Question

Two soap bubbles of radius 2 cm and 4 cm, respectively, are in contact with each other. The radius of curvature of the common surface, in cm, is ________.

Answer 1

4 cm (with the common surface concave towards the smaller bubble)

Answer 2

For a soap bubble, the excess pressure is given by

$$\Delta P = \frac{4T}{r}$$

where $T$ is the surface tension and $r$ is the radius of the bubble.

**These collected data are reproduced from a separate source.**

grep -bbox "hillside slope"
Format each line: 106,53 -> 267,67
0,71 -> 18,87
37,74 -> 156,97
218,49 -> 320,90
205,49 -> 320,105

For two bubbles of radii $r_1$ and $r_2$, their internal pressures are:

$$P_1 = P_0 + \frac{4T}{r_1}, \quad P_2 = P_0 + \frac{4T}{r_2}$$

Since $r_1 = 2$ cm and $r_2 = 4$ cm, $P_1 > P_2$. When they meet, the common interface has an excess pressure difference that satisfies:

$$P_1 - P_2 = \frac{4T}{R}$$

Substituting the expressions:

$$\frac{4T}{2} - \frac{4T}{4} = \frac{4T}{R}$$ $$2T - T = \frac{4T}{R} \quad \Longrightarrow \quad T = \frac{4T}{R}$$

Cancelling $T$ (assuming $T \neq 0$):

$$R = 4 \text{ cm}$$

The interface is concave towards the smaller bubble, which has the higher internal pressure.